34.1. Architecture #
Postgres Pro is traditionally used for transactional (OLTP) workloads. It determines architectural decisions on data layout and processing algorithms. OLTP workloads have the following characteristics:
Operate on small volumes of data
Perform read/write operations on most columns
Require strict ACID guarantees
Require short response time
With these characteristics, an optimal approach is to store and process data in a row-based format.

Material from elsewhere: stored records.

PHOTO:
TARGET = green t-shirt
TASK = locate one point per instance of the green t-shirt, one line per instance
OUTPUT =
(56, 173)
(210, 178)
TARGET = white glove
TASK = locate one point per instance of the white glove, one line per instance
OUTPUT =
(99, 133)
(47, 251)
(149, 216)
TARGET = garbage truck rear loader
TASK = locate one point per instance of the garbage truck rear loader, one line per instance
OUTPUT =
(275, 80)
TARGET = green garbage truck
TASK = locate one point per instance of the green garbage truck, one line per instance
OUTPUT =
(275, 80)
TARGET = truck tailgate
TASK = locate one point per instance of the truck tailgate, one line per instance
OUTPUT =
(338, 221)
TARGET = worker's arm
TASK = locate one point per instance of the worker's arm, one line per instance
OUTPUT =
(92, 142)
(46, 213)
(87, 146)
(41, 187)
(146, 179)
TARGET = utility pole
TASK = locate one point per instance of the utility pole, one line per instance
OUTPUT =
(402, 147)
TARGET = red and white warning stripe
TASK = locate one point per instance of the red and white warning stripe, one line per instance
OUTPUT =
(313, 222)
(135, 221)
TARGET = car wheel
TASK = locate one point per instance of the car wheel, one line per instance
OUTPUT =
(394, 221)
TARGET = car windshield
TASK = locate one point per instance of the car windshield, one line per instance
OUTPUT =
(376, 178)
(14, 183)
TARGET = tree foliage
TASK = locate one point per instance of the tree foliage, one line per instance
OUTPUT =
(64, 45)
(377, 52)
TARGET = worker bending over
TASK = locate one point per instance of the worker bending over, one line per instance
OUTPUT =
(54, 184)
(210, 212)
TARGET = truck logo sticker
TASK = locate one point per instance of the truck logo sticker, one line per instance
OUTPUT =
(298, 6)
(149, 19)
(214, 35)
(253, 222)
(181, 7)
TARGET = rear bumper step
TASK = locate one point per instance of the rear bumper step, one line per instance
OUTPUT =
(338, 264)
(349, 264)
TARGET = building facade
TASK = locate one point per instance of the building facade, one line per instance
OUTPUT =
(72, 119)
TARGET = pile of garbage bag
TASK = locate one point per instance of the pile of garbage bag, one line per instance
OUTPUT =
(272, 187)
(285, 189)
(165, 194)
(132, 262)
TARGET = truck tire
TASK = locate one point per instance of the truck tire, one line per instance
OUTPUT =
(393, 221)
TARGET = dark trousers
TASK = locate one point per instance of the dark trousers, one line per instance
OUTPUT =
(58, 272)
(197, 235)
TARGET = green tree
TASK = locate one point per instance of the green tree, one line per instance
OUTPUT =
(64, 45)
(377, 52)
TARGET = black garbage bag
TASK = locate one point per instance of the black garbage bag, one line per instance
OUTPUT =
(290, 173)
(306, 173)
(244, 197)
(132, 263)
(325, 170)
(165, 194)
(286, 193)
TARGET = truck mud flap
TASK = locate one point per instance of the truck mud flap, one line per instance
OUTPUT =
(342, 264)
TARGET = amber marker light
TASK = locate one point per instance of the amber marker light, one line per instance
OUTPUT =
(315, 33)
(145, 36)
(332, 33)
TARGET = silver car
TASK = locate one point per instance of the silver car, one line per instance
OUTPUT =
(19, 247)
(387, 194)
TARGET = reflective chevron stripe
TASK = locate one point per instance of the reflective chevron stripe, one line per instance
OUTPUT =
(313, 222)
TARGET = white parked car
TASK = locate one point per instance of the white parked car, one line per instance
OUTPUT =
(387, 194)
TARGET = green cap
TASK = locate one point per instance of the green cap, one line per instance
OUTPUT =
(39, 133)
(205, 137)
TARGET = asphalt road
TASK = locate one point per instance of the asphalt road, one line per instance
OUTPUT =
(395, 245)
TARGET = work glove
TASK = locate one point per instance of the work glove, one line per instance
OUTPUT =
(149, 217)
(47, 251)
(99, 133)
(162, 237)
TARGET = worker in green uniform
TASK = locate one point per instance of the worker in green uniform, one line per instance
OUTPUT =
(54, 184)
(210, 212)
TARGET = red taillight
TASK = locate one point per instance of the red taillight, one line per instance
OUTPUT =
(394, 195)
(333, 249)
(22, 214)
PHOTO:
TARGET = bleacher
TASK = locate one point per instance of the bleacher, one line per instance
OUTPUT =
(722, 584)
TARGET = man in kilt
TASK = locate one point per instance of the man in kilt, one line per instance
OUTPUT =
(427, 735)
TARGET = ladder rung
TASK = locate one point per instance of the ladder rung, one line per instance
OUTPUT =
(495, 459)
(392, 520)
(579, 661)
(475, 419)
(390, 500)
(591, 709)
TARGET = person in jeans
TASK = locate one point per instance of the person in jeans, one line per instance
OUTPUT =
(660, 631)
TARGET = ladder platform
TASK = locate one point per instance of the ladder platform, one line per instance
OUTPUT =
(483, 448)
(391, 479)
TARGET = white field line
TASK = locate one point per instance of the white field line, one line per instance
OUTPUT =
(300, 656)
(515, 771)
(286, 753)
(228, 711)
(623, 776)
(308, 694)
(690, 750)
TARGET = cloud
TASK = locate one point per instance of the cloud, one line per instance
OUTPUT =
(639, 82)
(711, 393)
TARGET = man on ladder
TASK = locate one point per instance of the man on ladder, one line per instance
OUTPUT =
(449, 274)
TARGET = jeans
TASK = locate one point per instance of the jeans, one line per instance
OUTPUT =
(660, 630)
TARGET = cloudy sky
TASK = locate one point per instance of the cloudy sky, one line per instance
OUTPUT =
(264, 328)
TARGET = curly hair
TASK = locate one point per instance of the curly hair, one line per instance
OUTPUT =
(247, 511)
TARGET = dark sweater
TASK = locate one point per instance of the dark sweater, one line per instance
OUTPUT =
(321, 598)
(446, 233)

Analytical (OLAP) workloads are significantly different:
Process large volumes of data
Perform read-only operations on a small subset of columns
Do not require strict ACID guarantees
Prioritize throughput over latency
Considering the difference, specialized systems that manage OLAP workloads hold a significant advantage due to their architecture:
Network or object-based storage for better scalability and price-to-performance ratio
Columnar layout on storage and in memory to work efficiently with individual columns and for higher level of compression
Vectorized execution to process data in batches
34.1.1. Data Export and Import #
Operation of the pgpro_duckdb extension is divided into the following parts:
Data export and ETL processes
Data import and analytical queries execution
With the pgpro_duckdb extension, you can export data and build ETL processes using Postgres Pro tables as a source. This extension can also be used to process files from external systems. Intermediate data can be stored in temporary tables in the duckdb
columnar format. All required transformations are made within a standard Postgres Pro session using SQL queries.
34.1.2. File Catalogue and Process Automation #
Automating ETL and maintaining a catalogue for analytical tables are both important parts of an analytical system.
The current version of Postgres Pro Enterprise does not support automatic configuration of the periodic ETL process and implementation of the catalog. To manually configure periodic jobs, use the pgpro_scheduler extension.